The 1996 welfare reform was very successful in moving families from permanent dependence on welfare to self-sufficiency. According to the Congressional Research Service, the number of families receiving cash welfare assistance plunged by more than 60 percent, from more than 5.1 million families in March 1994 to 2.0 million in December 2010. Another study found that by 2003 there were 2.9 million fewer children living in poverty than there had been in 1995.

Currently, the basic TANF block grant provides $16.5 billion of federal money, and also requires states to contribute their own funds to the program. It is authorized through September 2012.

Without authority, Obama moves workers back to welfare

The Obama Administration abused its regulatory power by informing states that they could apply to the Secretary of HHS for a waiver of the work requirements established in the 1996 law. The Administration claims it issued the guidance because a number of states asked for more flexibility in administering the TANF program. Initially, HHS solicited input from the states on how to provide administrative flexibility. However, no formal Notice of Proposed Rule Making was ever released, and the President's fiscal year 2013 budget did not call for comprehensive welfare reform and did not hint at such changes. There is bipartisan agreement in Congress that the welfare reform law needs a comprehensive examination, as it was passed 16 years ago and is more than two years overdue for reauthorization. But President Obama has moved forward with fundamental changes to TANF without consulting Congress.

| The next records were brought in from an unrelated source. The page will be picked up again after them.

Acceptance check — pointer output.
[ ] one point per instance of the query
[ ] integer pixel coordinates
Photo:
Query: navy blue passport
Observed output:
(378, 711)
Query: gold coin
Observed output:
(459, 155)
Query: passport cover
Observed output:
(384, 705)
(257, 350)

The Department justified its actions by citing a reference to waiver authority under the welfare state plan, saying that the mandatory work requirements could be waived because they are a part of the plan. But the work requirement is an essential element of the law, and one that the statute specifically says cannot be waived. Congress explicitly protected the law against this sort of administrative overstep, but the Obama Administration did it anyway.

Senator Orrin Hatch and Congressman Dave Camp sent a letter to the HHS Secretary on the day the guidance was issued. Their letter outlined concerns, questioned the Department's authority to issue the guidance, and requested a detailed explanation of the legal reasoning behind the guidance by July 16. Secretary Sebelius finally responded on July 18 and offered no further substantive explanation for her actions.

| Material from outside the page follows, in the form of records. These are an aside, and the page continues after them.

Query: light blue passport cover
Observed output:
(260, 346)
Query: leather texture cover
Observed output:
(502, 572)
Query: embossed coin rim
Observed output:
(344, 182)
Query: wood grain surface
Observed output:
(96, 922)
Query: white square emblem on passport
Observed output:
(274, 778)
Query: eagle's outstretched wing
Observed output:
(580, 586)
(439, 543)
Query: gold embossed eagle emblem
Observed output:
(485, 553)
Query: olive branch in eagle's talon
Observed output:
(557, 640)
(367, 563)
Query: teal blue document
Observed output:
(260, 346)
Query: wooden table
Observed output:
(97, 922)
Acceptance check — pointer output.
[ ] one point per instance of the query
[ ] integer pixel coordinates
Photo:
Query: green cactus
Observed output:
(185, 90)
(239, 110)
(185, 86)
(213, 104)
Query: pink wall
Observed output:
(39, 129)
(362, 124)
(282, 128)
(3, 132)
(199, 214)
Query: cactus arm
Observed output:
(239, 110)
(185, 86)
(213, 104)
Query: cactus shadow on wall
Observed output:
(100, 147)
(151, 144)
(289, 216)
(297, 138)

Since the response from the Administration does little to ease concerns, Senator Hatch and Congressman Camp sent a letter to the Government Accountability Office (GAO) requesting that they investigate the situation. Specifically, they asked GAO to look at the effect of the waiver, whether any other HHS Secretary has asserted such authority in the 16 years since TANF began, and if there have been any previous state requests to waive the TANF work requirements, what was HHS' response.

It is not just TANF

By waiving the TANF mandatory work requirements, the President is not only changing the welfare program, but also participation requirements for the Child Care and Development Fund (CCDF).

CCDF is intended to pay for child care for low-income families so that they can have a safe place to leave children while at work or attending school. Because the two programs' requirements are closely connected, waiving the mandatory work requirements for TANF could affect the eligibility requirements for CCDF.

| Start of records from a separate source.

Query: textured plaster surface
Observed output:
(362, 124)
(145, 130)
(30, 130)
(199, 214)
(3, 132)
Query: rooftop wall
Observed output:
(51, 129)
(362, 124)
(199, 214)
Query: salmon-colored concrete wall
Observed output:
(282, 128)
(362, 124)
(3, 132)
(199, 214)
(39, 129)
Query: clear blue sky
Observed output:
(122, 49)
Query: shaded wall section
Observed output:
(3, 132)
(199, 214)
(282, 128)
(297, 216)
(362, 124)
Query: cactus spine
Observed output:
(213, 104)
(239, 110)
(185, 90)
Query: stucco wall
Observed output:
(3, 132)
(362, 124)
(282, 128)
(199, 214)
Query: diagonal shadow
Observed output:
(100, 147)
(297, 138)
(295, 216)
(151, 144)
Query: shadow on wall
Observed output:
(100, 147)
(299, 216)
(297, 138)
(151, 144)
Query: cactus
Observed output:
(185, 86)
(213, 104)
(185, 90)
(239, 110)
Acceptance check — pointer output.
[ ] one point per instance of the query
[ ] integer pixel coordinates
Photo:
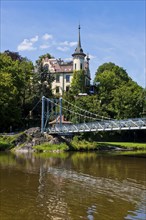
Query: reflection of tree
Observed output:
(78, 185)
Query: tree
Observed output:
(120, 97)
(44, 77)
(15, 86)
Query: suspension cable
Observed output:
(76, 113)
(86, 110)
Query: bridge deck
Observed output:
(105, 125)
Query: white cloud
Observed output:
(62, 48)
(68, 59)
(27, 44)
(44, 46)
(69, 44)
(34, 39)
(47, 36)
(92, 56)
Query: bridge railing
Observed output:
(105, 125)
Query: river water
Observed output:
(72, 186)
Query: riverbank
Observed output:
(33, 140)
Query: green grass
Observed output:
(126, 145)
(7, 141)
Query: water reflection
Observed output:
(72, 186)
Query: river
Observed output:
(72, 186)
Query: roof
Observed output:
(79, 50)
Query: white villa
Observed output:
(63, 71)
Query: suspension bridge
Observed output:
(60, 116)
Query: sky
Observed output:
(111, 31)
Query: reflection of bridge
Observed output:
(80, 120)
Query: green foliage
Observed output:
(15, 87)
(44, 78)
(119, 96)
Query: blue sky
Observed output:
(111, 31)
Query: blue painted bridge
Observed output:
(54, 113)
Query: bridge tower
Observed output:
(78, 55)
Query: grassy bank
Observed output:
(84, 145)
(8, 142)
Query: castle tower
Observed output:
(78, 56)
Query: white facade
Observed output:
(63, 71)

Additionally, the funding sources for CCDF need to be reauthorized. By changing the program's participation requirements unilaterally, the Obama Administration has raised a new set of issues that need to be taken into account and has needlessly complicated reauthorization.

The Administration's latest abuse of power undermines a key component of President Clinton's bipartisan welfare reform -- a statute that has provided 16 years of economic opportunity and dignity to struggling families. In doing so, President Obama has shown complete disregard not only for the law, but for getting Americans back to work.